Chengdu has more than 4,000 years of history as the focal point of the fertile Sichuan Basin, and has seen its share of change over the millennia, but never on a scale such as this.“Three years ago I came here and the only internatio­nal hotels were Sofitel, Wanda and the Shangri-La [there was a Sheraton and Kempinski too], but look at it now,” says Khan Sung, general manager of the new JW Marriott Chengdu.

The old downtown district north of the Jinjiang River is still the cultural and business centre, but four subway lines now transport its population of 7.8 million people out to sprawling suburbs and secondary urban centres, while Chengdu’s population over its entire administra­tive area is 14 million. Somehow, though, it maintains a more easygoing atmosphere than the east-coast cities. Residents have a reputation for valuing quality of life, manifested in the city’s teahouse culture and peoples’ love of communal discourse and the arts.

TRANSPORT HUB

According to the Chengdu Municipal Bureau of Statistics, the city’s GDP exceeded RMB1 trillion (£118.5 billion) in 2015, a year-on-year increase of 7.9 per cent, 1 per cent higher than the national average.

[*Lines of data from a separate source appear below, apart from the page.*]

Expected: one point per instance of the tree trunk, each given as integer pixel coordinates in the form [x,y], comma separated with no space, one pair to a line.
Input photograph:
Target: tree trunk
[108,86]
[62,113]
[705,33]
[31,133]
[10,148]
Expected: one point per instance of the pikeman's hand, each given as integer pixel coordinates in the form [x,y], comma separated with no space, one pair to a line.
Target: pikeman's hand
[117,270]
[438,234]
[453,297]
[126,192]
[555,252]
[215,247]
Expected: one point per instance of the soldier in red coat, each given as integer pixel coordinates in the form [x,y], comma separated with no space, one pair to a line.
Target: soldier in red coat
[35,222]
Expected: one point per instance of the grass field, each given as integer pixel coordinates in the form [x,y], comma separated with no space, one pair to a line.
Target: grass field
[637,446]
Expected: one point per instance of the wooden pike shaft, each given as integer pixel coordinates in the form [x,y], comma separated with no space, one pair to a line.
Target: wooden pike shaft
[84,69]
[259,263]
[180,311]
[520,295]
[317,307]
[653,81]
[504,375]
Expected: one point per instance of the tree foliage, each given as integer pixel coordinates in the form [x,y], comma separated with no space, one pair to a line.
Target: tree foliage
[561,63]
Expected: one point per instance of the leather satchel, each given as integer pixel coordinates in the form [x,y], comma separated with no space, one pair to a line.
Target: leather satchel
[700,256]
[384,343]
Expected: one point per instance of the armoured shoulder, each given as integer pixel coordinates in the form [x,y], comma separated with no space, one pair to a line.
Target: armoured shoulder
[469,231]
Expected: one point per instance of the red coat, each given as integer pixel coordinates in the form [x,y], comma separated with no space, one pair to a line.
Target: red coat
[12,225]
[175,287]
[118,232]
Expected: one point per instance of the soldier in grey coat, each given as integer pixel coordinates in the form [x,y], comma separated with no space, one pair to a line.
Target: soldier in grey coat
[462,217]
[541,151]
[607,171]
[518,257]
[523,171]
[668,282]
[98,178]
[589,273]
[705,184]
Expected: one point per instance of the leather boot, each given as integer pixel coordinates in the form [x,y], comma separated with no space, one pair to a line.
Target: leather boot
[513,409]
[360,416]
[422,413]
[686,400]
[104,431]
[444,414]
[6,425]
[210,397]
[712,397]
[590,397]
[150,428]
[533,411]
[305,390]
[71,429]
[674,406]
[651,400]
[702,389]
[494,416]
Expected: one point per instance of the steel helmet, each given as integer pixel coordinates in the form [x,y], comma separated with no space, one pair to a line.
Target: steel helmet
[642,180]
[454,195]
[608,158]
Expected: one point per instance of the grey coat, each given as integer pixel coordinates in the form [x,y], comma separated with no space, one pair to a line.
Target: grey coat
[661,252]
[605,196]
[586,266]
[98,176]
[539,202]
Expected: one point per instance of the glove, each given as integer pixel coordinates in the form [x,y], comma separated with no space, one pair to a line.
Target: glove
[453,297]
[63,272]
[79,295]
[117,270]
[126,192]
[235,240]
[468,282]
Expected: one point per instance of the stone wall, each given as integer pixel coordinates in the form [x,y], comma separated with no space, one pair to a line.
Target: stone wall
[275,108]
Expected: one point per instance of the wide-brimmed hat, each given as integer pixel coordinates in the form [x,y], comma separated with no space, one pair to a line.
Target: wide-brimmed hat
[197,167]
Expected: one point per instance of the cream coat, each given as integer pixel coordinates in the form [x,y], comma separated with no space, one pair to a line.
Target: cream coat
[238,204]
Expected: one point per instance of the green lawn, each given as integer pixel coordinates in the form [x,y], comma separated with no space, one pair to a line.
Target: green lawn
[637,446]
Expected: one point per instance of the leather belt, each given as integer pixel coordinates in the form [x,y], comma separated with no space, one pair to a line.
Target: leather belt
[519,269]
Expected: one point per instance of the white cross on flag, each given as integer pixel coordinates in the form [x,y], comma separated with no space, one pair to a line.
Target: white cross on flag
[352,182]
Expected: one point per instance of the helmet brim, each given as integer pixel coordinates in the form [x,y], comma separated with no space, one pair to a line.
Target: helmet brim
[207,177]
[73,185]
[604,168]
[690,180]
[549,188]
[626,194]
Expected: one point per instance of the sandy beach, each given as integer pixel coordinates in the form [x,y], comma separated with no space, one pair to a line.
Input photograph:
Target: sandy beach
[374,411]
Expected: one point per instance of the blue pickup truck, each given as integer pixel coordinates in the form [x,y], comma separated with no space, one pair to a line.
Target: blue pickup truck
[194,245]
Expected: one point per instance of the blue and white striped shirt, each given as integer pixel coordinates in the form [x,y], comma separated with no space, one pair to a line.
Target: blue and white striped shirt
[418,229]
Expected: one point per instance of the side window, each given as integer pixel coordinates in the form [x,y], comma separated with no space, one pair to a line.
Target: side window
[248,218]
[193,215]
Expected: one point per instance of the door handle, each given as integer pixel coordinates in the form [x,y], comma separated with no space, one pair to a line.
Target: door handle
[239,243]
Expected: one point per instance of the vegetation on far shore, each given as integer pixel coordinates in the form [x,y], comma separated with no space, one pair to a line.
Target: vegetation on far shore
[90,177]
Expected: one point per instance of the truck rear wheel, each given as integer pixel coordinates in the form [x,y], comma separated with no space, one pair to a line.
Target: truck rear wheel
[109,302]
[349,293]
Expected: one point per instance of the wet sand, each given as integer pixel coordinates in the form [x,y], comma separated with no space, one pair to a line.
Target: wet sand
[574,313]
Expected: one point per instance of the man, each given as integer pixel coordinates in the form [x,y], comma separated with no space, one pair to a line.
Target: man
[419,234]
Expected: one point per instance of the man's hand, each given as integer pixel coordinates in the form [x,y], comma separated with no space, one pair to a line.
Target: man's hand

Much of this is down to growth in the automotive and pharmaceut­ical sectors, but increasing­ly IT and modern service industries are muscling in on the commercial landscape, especially in areas like the Hi-Tech Zone in the Tianfu New Area.

Chengdu was at the forefront of China’s “Go West” campaign that began at the turn of the 21st century, and has since become a land and air gateway to Europe, the Middle East and Africa for Chinese business. In July 2015, a freight train left the city loaded with electronic­s and motor parts and headed to Lodz in Poland, from where the goods were distribute­d to Germany, the Netherland­s and Slovakia. Less than a month later it returned with goods from Italy, France and Spain.

This route is part of China’s so-called “One Belt, One Road” initiative to create a modern “Silk Road”, a Eurasian Land Bridge of rail and road networks linking China’s east coast with Europe across Central Asia. Exports from Shenzhen, Xiamen, Ningbo and Kunming will now have a route to European markets through Chengdu, making it a key transport hub.